Obviously, the “scheduling conflict” excuse is something of a canard that candidates are delivering to reporters with a wink-and-nod attitude that acknowledges what the truth actually is in this situation. The date of the convention has been known for the better part of two years now, so the idea that there’s already something on the schedule that takes priority is the kind of white lie that politicians tell to avoid admitting the truth. If these politicians believed that attending the convention was in their interest, or that not attending would harm them politically in some way, then they’d find a way to be there. What’s obviously happening here is that a number of Republican office holders and candidates, alarmed by what has been unleashed with the triumph of Donald Trump, are choosing to put as much distance between themselves and Trump as possible. This is true not only of many of Trump’s former rivals for the Republican nomination, but also, understandably, among Senators who are up for re-election in battleground states. This is a list that includes everyone from Mark Kirk in Illinois to Kelly Ayotte in New Hampshire and Rob Portman from Ohio. Even John McCain, who once again faces a challenge from the right in a primary this year in addition to what could be a tough re-election battle in the fall. In each case, the rather obvious concern is that being seen as associated too closely with Trump will do more harm to their campaigns than it will do good.

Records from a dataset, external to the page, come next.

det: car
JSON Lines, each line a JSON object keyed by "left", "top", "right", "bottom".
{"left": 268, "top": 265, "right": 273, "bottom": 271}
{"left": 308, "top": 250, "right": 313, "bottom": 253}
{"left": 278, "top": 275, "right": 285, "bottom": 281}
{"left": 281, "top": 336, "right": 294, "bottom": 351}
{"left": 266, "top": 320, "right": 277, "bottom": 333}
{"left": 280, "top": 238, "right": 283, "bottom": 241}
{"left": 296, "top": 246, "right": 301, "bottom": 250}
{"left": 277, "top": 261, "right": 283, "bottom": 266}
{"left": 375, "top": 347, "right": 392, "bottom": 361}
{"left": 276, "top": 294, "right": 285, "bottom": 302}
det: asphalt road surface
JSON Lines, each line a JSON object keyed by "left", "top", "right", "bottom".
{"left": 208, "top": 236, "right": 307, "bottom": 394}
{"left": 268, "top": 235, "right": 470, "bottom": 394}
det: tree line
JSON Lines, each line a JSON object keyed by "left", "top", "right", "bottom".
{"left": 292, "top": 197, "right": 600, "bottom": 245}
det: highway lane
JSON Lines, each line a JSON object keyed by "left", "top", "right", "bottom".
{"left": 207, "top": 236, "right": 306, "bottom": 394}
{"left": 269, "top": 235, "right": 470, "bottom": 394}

Obviously, news like this doesn’t bode well for the Trump campaign since it calls into question just how united the Republican Party will be headed into the fall. Traditionally, it’s been the case that former rivals bury the hatchet well before the convention and that everyone puts on a brave face for the convention and headed into the General Election. These are not ordinary times, though. Trump isn’t just a controversial candidate, he’s one that many Americans outside of the Republican Party rightfully find offensive and distasteful. Given that many of these public officials are up for re-election in 2016 or beyond, openly associating with someone who is so disliked is far riskier than any price they’ll pay for failing to show up for a four day party in Cleveland that is likely to become even more garish than ever thanks to the fact that someone as boorish and tasteless as Trump will be dictating much of the agenda and the entertainment. It’s not exactly a profile in courage given the fact that most of these same politicians also won’t publicly denounce Trump for fear of alienating the Republican voters they will also need to win re-election. Nonetheless, it’s also bad news for Trump since it virtually guarantees that the story out of Cleveland will be as much about the people who aren’t there and what that says about lack of unity in the Republican Party as it will be about Trump’s triumph. Those aren’t the kind of headlines you want to see heading into a General Election.